Zhao J, Li C, Chen A, Li L, Su X, Li T - PLoS ONE (2010)

Bottom Line: The mRNA transcript of VpBD was up-regulated significantly during the first 24 hr after Vibrio anguillarum challenge, which was 7.4-fold increase compared to that of the control group.Then the expression decreased gradually from 24 hr to 96 hr, and the lowest expression level was detected at 96 hr post-infection, which was still 3.9-fold higher than that of control.The rVpBD displayed broad-spectrum inhibitory activity towards all tested bacteria with the highest activity against Staphyloccocus aureus and Pseudomonas putida.

View Article: PubMed Central - PubMed

Affiliation: Yantai Institute of Coastal Zone Research, Chinese Academy of Sciences, Yantai, China.

ABSTRACT
Antimicrobial peptides (AMPs) are important mediators of the primary defense mechanism against microbial invasion. In the present study, a big defensin was identified from Venerupis philippinarum haemocytes (denoted as VpBD) by RACE and EST approaches. The VpBD cDNA contained an open reading frame (ORF) of 285 bp encoding a polypeptide of 94 amino acids.

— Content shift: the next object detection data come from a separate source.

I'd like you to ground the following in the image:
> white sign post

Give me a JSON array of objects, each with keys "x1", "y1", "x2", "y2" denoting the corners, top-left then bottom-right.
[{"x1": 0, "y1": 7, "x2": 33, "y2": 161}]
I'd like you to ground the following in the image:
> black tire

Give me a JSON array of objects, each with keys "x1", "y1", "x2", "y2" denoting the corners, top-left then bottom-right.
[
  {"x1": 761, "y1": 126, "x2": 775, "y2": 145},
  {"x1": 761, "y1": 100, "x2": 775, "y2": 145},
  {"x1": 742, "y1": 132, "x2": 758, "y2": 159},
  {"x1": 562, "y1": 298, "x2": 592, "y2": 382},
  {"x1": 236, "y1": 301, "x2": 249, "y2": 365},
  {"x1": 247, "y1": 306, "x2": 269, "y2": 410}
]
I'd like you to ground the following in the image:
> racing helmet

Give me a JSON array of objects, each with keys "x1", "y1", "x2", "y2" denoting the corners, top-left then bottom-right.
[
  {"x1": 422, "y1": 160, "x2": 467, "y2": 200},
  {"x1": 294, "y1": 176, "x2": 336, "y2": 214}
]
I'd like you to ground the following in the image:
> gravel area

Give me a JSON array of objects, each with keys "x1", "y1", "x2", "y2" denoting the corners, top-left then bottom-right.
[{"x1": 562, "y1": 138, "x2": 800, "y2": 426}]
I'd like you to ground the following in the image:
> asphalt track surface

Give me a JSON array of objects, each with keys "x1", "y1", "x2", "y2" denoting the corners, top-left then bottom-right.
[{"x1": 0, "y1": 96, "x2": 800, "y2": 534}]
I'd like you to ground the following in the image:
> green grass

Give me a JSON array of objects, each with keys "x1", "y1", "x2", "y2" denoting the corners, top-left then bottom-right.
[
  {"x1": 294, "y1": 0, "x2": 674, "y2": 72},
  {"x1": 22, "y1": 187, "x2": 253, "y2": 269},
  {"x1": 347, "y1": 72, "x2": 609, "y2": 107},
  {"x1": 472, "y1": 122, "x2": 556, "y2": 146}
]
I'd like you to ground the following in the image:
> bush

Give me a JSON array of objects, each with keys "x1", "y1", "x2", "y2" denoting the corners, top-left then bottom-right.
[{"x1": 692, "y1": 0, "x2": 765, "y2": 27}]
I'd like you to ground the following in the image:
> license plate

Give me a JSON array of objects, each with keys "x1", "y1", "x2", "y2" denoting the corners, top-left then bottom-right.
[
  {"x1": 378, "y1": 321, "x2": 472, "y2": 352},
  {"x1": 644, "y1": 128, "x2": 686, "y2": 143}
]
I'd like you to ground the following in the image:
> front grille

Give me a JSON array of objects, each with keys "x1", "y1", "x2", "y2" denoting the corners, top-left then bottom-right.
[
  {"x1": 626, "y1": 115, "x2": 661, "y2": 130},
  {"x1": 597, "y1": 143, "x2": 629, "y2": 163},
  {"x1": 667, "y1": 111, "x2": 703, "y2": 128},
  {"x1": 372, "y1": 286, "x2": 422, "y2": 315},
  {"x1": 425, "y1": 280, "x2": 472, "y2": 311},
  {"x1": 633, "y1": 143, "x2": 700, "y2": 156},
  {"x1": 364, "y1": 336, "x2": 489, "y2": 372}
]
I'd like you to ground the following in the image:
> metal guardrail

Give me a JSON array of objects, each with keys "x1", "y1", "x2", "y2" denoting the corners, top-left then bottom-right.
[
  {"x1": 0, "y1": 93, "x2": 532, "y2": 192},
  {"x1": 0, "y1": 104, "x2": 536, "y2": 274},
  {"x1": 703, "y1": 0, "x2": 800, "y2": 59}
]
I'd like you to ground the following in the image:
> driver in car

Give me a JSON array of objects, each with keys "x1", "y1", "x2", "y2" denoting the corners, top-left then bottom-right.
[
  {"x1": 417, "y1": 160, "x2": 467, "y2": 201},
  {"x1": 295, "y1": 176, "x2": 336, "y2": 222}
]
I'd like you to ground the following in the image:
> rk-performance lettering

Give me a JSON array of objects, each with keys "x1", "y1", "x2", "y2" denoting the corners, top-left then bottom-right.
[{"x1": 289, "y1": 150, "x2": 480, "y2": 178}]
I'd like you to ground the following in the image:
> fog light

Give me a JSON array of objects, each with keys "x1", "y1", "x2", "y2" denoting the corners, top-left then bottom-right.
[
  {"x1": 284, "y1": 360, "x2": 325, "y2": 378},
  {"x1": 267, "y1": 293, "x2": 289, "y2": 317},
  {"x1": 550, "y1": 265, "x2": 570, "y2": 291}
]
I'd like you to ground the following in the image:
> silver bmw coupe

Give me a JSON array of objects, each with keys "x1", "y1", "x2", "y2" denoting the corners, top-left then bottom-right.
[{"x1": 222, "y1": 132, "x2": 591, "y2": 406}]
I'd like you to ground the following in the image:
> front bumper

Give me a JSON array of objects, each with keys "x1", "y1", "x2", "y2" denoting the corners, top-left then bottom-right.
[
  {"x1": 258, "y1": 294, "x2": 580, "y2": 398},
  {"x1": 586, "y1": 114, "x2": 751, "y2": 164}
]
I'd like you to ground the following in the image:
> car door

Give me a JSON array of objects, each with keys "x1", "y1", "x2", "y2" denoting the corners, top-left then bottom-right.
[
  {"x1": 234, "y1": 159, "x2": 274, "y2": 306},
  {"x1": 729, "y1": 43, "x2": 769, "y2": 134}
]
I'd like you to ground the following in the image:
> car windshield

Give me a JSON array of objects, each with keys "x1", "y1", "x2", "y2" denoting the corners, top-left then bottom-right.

The deduce amino acid sequence of VpBD shared the common features of big defensin including disulfide array organization and helix structure, indicating that VpBD should be a new member of the big defensin family. The mRNA transcript of VpBD was up-regulated significantly during the first 24 hr after Vibrio anguillarum challenge, which was 7.4-fold increase compared to that of the control group. Then the expression decreased gradually from 24 hr to 96 hr, and the lowest expression level was detected at 96 hr post-infection, which was still 3.9-fold higher than that of control. The mature peptide of VpBD was recombined in Escherichia coli and purified for minimum inhibitory concentration (MIC) determination. The rVpBD displayed broad-spectrum inhibitory activity towards all tested bacteria with the highest activity against Staphyloccocus aureus and Pseudomonas putida. These results indicated that VpBD was involved in the host immune response against bacterial infection and might contribute to the clearance of invading bacteria.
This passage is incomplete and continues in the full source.